Fury as Goldman Sachs unveils bankers' pay
An increased proportion of revenue is to be dished out to senior staff next week
James Moore is the Independent's Associate Business Editor and writes the Outlook City comment column from Tuesday to Friday. He also has a keen interest in disability issues and when not attempting to further injure himself playing wheelchair basketball.
Sunday 15 January 2012
Goldman Sachs will stoke the fury over bankers' bonuses this week when it increases the proportion of revenues paid to staff despite what could be its worst year for earnings since 1999.
The bank – which will report its final results for 2011 on Wednesday – has already set aside 44 per cent of the $22.76bn (£14.89bn) of revenues it generated during the first nine months of the year to pay staff. The lion's share will be shared by a small number of elite level "partners".
If pay remains at that level in the fourth quarter, the final compensation ratio will show a significant rise over the 39.3 per cent of revenues handed out by Goldman in 2010, when the total pay out was $15.38bn.
Although the average salary for the first nine months enjoyed by Goldman employees is down to $292,397 from $370.056 in the first three quarters of 2010, that the bankers' share of revenue is rising will anger critics.
This would counter banking industry arguments that remuneration policies are set up to reward those who generate good performance for all the bank's shareholders rather than just to keep senior staff in the manner to which they have become accustomed.
Analysts expect Goldman's final numbers to show a 62 per cent fall in earnings per share when compared to last year.
Speaking to the New York Times' Dealbook blog, Mike Mayo, an analyst with brokerage CLSA, said: "In the tug of war between employees and shareholders, the employees are winning."
Mr Mayo also said that Wall Street has its own 99 per cent and 1 per cent with those at the very top commanding the vast majority of bonus pools. Partners at Goldman could still enjoy packages of $3m or more, despite what might be the poorest 12 months for earnings since the bank floated on the New York Stock Exchange 13 years ago.
On this side of the Atlantic, the TUC's general secretary Brendan Barber said: "And so the bonus season is upon us again. This is the time of year when ordinary people discover that the bankers in the City – whose irresponsible behaviour and reckless risk-taking led to the global crash – are yet again to enjoy a bonus extravaganza."
Mr Barber called on the Government to "move beyond the rhetoric over top pay" and make bonuses above £260,000 liable for corporation tax. He also called for the re-introduction of a tax on bankers' bonuses. The previous government introduced a one-off banking "pay roll tax" aimed at bumper bonus payments.
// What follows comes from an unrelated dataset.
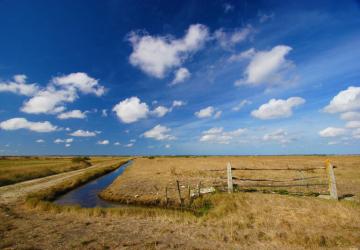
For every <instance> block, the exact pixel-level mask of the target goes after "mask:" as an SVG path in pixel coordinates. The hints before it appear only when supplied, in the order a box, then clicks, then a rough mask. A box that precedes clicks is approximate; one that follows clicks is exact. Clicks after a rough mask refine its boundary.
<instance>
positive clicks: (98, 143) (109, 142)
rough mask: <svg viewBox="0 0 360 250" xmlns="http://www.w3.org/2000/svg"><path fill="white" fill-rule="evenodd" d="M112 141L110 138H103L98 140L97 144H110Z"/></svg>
mask: <svg viewBox="0 0 360 250" xmlns="http://www.w3.org/2000/svg"><path fill="white" fill-rule="evenodd" d="M109 143H110V141H109V140H103V141H98V142H97V144H99V145H108V144H109Z"/></svg>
Not all banks have made such huge payouts. On Friday, JP Morgan kicked of the banking reporting season and cut its investment bank's compensation ratio to 34 per cent from 35 per cent in 2010. In contrast to Goldman, its revenue was flat at $26.274bn compared to $26.217bn. Overall, profits increased by 9 per cent, although they fell by 22 per cent in the fourth quarter.
The bank's head count fell to 25,999 against 26,314 putting the average salary at about $342,000 compared with $369,000 the previous year.
Goldman has also cut staff beyond a regular yearly cull of those rated as poor perfomers.